Assuming that you already have some code in a repository, create a local clone of that repository:

git clone git@github.com:scraperwiki/myproject.git

Create a branch:

git checkout -b my-new-stuff

Start coding…adding files and committing changes as you go:

git add -u
git commit -m "everything is great"

The -u switch to git add simply checks in all the tracked, uncommitted files. Depending on your levels of paranoia you can push your branch back to the remote repository:

git push

How do I understand what’s going on?

For me the key revelation for workflow was to be able to find out my current state and feel pleasure when it was good! To do this, fetch any changes that may have been made on your repository:

git fetch

and then run:

git log --oneline --graph --decorate --all

To see an ASCII art history diagram for your repository. What you are looking for here is a relatively simple branching structure without too many parallel tracks and with the tips of each branch lined up between your local and the remote copy.
You can make an alias to simplify this inspection:

git config --global alias.lg 'log --oneline --graph --decorate'

Then you can just do:

git lg --all

I know someone else has pushed to the master branch from which I branched – what should I do?

If stuff is going on on your master branch, perhaps because your changes are taking a while to complete, you should rebase. You should also do this just before submitting a pull request to merge your work with the master branch.

git rebase -i

Allows you to rebase interactively, this means you can combine multiple commits into a single larger commit. You might want to do this if you made lots of little commits whilst achieving a single goal. Rebasing brings you up to date with another branch, without actually merging your changes into that branch.

I’m done, how do I give my colleagues the opportunity to work on my great new features?

You need to rebase against the remote branch onto which you wish to merge your code and then submit a pull request for your changes. You can submit a pull request from the web interface at Github or Bitbucket. Or you can use a command line tool such as hub.  The idea of using a pull request is that it makes your changes visible to your colleagues, and keeps a clear record of those changes. If you’ve been rebasing regularly you should be able to merge your code automatically.

An important principle here is “ownership”, in social terms you own your local branch on which you are developing a feature, so you can do what you like with it.
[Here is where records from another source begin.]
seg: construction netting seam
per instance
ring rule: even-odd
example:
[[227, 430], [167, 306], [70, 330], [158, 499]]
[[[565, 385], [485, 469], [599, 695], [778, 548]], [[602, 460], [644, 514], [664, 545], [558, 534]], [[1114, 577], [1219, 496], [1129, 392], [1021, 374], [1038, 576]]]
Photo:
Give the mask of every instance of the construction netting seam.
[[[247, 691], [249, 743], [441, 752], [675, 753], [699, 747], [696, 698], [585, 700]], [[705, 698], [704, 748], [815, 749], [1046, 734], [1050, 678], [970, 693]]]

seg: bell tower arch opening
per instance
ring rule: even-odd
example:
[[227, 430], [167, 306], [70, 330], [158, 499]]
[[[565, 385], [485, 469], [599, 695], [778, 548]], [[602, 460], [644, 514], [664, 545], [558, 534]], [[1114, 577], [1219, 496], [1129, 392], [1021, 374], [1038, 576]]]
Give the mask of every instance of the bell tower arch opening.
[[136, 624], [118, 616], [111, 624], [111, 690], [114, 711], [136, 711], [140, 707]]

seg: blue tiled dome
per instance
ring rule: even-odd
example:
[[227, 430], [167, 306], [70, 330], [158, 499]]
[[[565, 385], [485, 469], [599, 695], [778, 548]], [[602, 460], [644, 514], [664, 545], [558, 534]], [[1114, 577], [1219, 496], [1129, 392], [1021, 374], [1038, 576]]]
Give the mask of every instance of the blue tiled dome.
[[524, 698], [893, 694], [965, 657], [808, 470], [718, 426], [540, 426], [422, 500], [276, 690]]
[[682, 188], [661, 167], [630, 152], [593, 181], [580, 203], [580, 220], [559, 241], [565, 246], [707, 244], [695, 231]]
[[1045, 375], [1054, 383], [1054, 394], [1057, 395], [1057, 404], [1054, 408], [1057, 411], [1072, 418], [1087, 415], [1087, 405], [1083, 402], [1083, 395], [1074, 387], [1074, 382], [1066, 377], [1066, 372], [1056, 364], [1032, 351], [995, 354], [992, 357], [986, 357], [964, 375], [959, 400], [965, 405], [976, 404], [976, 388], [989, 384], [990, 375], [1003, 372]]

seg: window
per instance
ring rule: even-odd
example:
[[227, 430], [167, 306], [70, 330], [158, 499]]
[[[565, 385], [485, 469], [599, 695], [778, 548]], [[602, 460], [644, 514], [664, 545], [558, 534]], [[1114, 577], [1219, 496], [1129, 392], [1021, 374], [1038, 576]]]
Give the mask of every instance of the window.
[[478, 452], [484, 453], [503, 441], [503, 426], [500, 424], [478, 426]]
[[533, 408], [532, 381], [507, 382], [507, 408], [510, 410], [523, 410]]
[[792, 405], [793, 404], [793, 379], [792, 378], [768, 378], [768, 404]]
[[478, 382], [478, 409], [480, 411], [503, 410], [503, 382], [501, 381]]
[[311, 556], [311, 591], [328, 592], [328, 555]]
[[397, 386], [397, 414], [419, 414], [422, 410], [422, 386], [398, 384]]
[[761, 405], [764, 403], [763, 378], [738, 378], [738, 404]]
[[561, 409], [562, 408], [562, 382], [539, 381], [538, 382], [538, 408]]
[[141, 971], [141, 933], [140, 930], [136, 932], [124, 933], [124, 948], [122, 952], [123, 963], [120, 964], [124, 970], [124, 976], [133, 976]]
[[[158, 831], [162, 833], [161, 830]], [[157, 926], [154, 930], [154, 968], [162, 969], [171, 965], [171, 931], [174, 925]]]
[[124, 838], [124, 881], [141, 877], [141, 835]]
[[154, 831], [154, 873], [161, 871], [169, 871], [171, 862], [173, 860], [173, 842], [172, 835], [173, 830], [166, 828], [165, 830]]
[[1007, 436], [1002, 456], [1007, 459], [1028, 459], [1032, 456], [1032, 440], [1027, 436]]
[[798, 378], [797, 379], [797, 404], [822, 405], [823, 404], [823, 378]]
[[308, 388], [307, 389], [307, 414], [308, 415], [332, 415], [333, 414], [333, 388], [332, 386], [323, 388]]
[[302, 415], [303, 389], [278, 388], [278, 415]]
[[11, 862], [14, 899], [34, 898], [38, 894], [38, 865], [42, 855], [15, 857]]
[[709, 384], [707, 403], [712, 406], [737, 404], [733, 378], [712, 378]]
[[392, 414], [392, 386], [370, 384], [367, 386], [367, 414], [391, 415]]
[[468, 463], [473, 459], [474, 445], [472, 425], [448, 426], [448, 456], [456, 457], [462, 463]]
The master branch from which you started work is in collective ownership so you should only merge changes onto it with the permission of your colleagues and ideally you want others to look at your changes and approve the pull themselves.

I started doing some fiddling around with my code and now I realise it’s serious and I want to put it on a branch, what did I do?

You need to stash your code, using:

git stash

Then create a branch, as described above, and then retrieve the contents of the stash:

git stash pop

That’s how we use git – what do you do?